ICCV2023
UGC: Unified GAN Compression for Efficient Image-to-Image Translation
Yuxi Ren, Jie Wu, Peng Zhang, Manlin Zhang, Xuefeng Xiao, Qian He, Rui Wang, Min Zheng, Xin Pan
被引用 3 次
摘要
Recent years have witnessed the prevailing progress of Generative Adversarial Networks (GANs) in image-to-image translation. However, the success of these GAN models hinges on ponderous computational costs and labor-expensive training data. Current efficient GAN learning techniques often fall into two orthogonal aspects: i) model slimming via reduced calculation costs; ii) data/label-efficient learning with fewer training data/labels.

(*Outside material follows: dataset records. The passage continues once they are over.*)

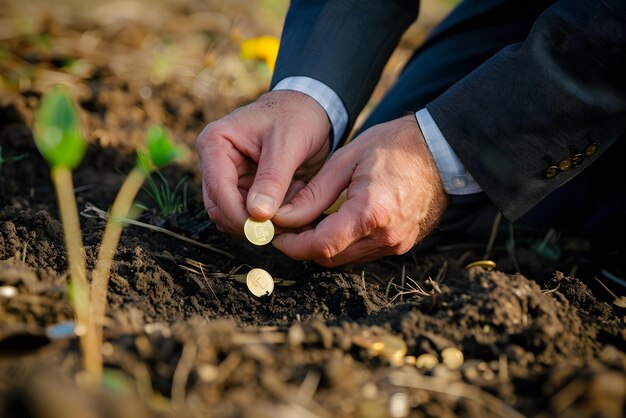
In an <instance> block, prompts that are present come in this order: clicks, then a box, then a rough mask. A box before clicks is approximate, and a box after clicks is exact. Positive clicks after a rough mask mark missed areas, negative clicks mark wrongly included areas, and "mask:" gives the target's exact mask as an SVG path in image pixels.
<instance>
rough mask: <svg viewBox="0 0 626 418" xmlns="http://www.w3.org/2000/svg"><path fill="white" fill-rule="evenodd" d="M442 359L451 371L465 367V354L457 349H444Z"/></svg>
mask: <svg viewBox="0 0 626 418" xmlns="http://www.w3.org/2000/svg"><path fill="white" fill-rule="evenodd" d="M441 359H442V361H443V364H445V365H446V366H447V367H448V369H450V370H458V369H459V368H461V366H462V365H463V361H464V358H463V352H462V351H461V350H459V349H458V348H456V347H448V348H444V349H443V351H442V352H441Z"/></svg>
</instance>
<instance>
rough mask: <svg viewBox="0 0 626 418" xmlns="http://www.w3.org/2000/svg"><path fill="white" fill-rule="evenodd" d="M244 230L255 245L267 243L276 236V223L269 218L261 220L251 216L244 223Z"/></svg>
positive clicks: (271, 239) (243, 225)
mask: <svg viewBox="0 0 626 418" xmlns="http://www.w3.org/2000/svg"><path fill="white" fill-rule="evenodd" d="M243 232H244V234H245V235H246V238H248V241H250V242H251V243H253V244H254V245H266V244H269V243H270V242H271V241H272V239H273V238H274V224H273V223H272V221H270V220H269V219H268V220H266V221H259V220H256V219H254V218H252V217H249V218H248V219H246V222H245V223H244V224H243Z"/></svg>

To combine the best of both worlds, we propose a new learning paradigm, Unified GAN Compression (UGC), with a unified optimization objective to seamlessly prompt the synergy of model-efficient and label-efficient learning. UGC sets up semi-supervised-driven network architecture search and adaptive online semi-supervised distillation stages sequentially, which formulates a heterogeneous mutual learning scheme to obtain an architecture-flexible, label-efficient, and performance-excellent model. Extensive experiments demonstrate that UGC obtains state-of-the-art lightweight models even with less than 50% labels. UGC that compresses 40× MACs can achieve 21.43 FID on edges→shoes with 25% labels, which even outperforms the original model with 100% labels by 2.75 FID.